Security expert Kwesi Aning flares up: “Am I the criminal?”
Acclaimed security specialist Dr. Kwesi Aning, Director at the Kofi Annan International Peacekeeping Training Centre at Teshie in Accra, appears irritated and tired with Ghanaians’ apparent disinterest in their own security.
Sounding unusually pissed by reports of recurring armed raids by robbers who appear to have a field day, the usually coolheaded expert whose opinion on any security situation is only a phone call away, told his host on Joy FM’s Super Morning Show Tuesday that when he analyses the security situation and paints the true picture, he is vilified as though he wishes the nation ill.

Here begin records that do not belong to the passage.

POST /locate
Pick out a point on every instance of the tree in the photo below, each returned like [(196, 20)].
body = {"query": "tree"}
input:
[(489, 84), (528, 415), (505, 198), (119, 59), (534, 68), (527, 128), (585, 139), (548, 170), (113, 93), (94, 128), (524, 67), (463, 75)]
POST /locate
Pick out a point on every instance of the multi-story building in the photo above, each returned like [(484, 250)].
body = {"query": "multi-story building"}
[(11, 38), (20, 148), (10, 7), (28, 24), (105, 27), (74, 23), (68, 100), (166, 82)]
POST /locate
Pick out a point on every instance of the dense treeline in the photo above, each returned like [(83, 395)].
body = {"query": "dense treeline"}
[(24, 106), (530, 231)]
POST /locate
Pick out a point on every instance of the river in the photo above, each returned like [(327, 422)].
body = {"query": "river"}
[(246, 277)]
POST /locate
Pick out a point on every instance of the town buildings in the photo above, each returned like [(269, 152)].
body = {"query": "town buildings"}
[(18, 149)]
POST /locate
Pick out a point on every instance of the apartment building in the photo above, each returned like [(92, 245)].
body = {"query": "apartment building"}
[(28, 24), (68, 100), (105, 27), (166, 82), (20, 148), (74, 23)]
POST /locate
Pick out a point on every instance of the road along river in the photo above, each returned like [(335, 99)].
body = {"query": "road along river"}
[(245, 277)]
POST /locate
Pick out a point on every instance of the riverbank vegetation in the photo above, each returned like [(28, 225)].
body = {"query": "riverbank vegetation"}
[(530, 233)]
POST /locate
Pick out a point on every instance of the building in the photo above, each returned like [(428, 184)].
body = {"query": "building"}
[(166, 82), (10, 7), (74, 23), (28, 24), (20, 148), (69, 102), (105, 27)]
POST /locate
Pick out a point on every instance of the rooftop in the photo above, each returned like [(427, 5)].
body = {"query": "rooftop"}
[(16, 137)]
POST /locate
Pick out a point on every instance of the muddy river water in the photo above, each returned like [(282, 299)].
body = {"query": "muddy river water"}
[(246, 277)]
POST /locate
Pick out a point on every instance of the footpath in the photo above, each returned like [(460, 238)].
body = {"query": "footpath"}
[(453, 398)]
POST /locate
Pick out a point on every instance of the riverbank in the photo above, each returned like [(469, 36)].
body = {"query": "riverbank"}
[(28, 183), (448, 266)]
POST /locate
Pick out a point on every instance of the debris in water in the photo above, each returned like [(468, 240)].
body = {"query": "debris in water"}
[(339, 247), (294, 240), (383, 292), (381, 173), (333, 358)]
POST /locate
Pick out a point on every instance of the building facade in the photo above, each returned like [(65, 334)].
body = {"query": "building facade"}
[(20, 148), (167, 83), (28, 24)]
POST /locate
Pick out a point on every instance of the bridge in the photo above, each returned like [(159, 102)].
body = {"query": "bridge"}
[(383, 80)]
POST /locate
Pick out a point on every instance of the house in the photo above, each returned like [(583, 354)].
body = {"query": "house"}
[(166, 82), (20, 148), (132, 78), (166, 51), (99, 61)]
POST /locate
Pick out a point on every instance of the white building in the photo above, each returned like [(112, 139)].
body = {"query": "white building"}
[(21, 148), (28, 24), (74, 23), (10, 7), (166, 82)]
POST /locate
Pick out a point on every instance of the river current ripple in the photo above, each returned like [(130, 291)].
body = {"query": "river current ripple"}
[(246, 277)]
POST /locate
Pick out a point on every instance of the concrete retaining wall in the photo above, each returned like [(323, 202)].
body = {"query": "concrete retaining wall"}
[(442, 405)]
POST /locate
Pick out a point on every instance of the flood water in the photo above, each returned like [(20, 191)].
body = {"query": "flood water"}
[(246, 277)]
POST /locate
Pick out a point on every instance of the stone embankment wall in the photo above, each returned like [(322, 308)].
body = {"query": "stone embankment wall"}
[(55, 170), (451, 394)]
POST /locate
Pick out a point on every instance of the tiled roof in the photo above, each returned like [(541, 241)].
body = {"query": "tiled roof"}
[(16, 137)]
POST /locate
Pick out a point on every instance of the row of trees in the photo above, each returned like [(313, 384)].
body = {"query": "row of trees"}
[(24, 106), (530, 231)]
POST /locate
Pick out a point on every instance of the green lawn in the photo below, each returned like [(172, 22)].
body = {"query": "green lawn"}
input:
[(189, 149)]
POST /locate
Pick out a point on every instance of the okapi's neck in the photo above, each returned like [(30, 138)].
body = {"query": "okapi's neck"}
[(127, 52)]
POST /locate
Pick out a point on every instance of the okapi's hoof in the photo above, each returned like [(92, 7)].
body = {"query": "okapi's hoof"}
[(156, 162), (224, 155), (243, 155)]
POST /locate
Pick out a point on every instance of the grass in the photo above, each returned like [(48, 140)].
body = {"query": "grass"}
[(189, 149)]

Meanwhile those charged with planning and providing security adequate enough for the citizenry, he said, lack the grand appreciation of the enormity of the situation let alone proffer the required effective solutions.
“Am I the criminal?” he retorted to questions of why he thinks the situation is bound to worsen in the face of the current sub-adequate approaches for solutions that do not analyze crime patterns or triangulate the phenomenon.
“If you look at the police vehicles, very nice… and you look at the state of our roads, there is just no correlation between what drove the choice of those Toyotas and the roads on which they need to drive to apprehend criminals. So any criminal who can run a little bit faster than a pot-bellied old man like me, those cars cannot chase them on our roads.
“The criminals know that, so now what drives the criminality relates to the demographics, the median age in this country is 21, badly educated, unemployed, increasingly unemployable, expanding urban space totally unplanned, all contribute to facilitating crime.”
Asked what he thinks it will take to reduce the crime rate, Dr. Aning retorted: “Well come to my new class starting in September and I will teach you and I’ll charge you for it because I pay my own petrol …”
If his host took that for a joke, Dr. Kwesi Aning made it clear it was no joke at all: “Oh no, true, no, no, no, don’t laugh. You see you should be asking those who should be protecting you and I, ‘what are you doing with the state-funding of your lifestyle so you and I can feel secure enough to go about our business?’ I am a private businessman, so let people come to my class in September and I’ll charge them for it.”
He maintained that providing public security is not just about the logistics and resources. “You need a grander strategic understanding of security management that ties in to the logistics, the resources and the manpower. You see, here you’ll hear some important person say ‘oh we need more cars, we need more telephones, we need more handsets, we need more men and women. What is the strategic context and understanding of the security environment within which you need more men and women? Now come on, why don’t you ask the big men and women whose petrol is paid for, that what is the strategic context when they say we need xyz within which they are plotting these figures?”
Interestingly, shortly after that interaction, news broke of an ongoing armed robbery of a transport company at the North Industrial Area where armed men eventually made away with huge sums of money and also seized a private car after their getaway car lost its tyres.
About 20 money transfer outlets are reported to have been raided in Accra during February alone.